I am an Indian Jewess and witnessing all the horrific sights and stories about all that is happening to us Jews is making me feel that I wish I could take a position wherein I could eliminate all this bullying in our lives. I have never been one for cruetly or brutality but in this case it is a definite YES to the death penalty. There is no other outcome.

(64) Guy Gold, September 7, 2008 9:15 PM

Yes Israel Should Consider The Death Penalty

I have asked this of myself many times.If you take a life , you should frofeit your life.

(63) Alex, September 2, 2008 7:48 AM

Response to Steve

Of course I do'nt forget the Torah: Ex. 20:13, says "You shall not murder." Since his beginnings the mankind loves to play the judge.. And, what would bring the death penalty? Would stop the terrorists who have no fear to loose their own lives killing others? No, other and other "martyrs" will come. But isolating them under harsh conditions (see: Guantanamo), where LIVING is the most severe punishment, is in my opinion much more effective.

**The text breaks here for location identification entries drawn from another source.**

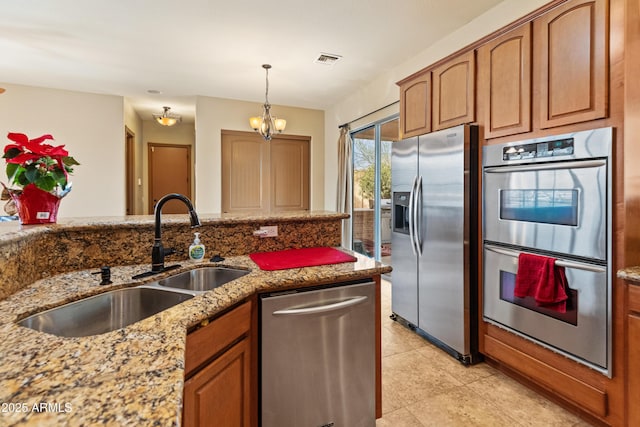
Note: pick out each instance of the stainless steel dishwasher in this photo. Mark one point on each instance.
(318, 357)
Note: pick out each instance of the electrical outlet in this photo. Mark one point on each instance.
(269, 231)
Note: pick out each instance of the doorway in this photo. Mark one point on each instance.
(169, 172)
(371, 216)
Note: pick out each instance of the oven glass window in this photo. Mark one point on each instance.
(546, 206)
(508, 286)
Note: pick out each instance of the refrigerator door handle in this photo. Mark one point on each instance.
(412, 214)
(417, 212)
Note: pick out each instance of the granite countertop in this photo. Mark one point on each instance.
(131, 376)
(631, 274)
(12, 230)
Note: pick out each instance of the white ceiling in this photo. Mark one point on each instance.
(216, 48)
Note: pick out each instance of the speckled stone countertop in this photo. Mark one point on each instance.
(631, 274)
(131, 376)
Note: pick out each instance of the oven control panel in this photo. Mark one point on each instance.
(558, 147)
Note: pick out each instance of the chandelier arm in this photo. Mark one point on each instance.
(266, 93)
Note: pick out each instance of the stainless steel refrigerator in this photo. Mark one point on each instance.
(434, 238)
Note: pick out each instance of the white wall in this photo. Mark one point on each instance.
(152, 132)
(215, 114)
(134, 123)
(384, 91)
(92, 129)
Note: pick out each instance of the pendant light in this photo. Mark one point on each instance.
(267, 124)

(62) Yaacov, August 27, 2008 6:38 AM

Yes, it should be discussed

I agree with death penalty for terrorists. If you're going to release them, what makes you think they won't explode themselves in a crowded corner? Besides, it's not ONLY about giving a proper punishment to the terrorist, but also having caged terrorists is almost a magnet to free terrorists to kidnap and try bargains like what happened to Kuntar, shame on Olmert. Make retroactive capital punishment laws for terrorists, because being a pacifist as Israel is being so far is not working. Just not working right.

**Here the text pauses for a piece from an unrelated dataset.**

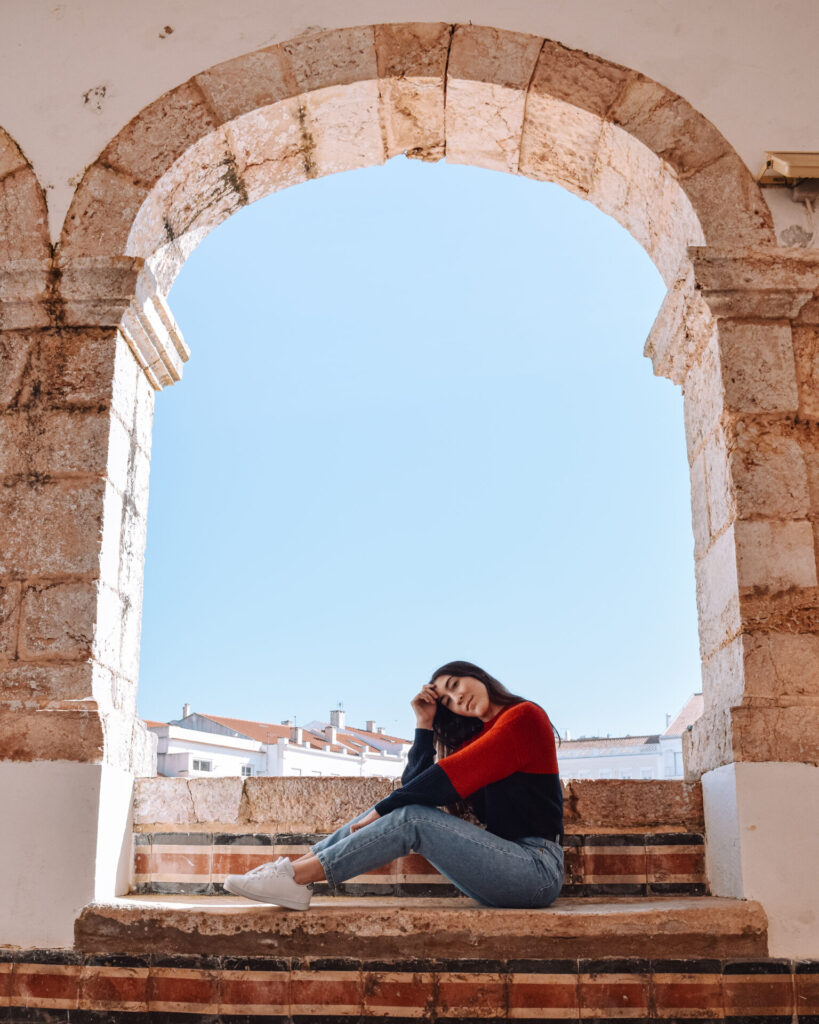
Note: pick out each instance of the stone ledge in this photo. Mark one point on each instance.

(61) Anonymous, August 25, 2008 12:36 PM

You need to ask the Rav and follow the directions

This question needs to be decided according to the din Torah. Therefore, it is best to ask the Gadol Hador and follow precisely what he says. Unfortunately, the Israeli society degraded itself and got the government it deserves at this point. This society as a whole, each and every person, would do well to look at themselves, see the depth of the fall, and get back to the our Jewish roots. This way, perhaps we won't ever have to ask ourselves such questions. We will get all the answers from Hashem, the way it was supposed to be right from the start.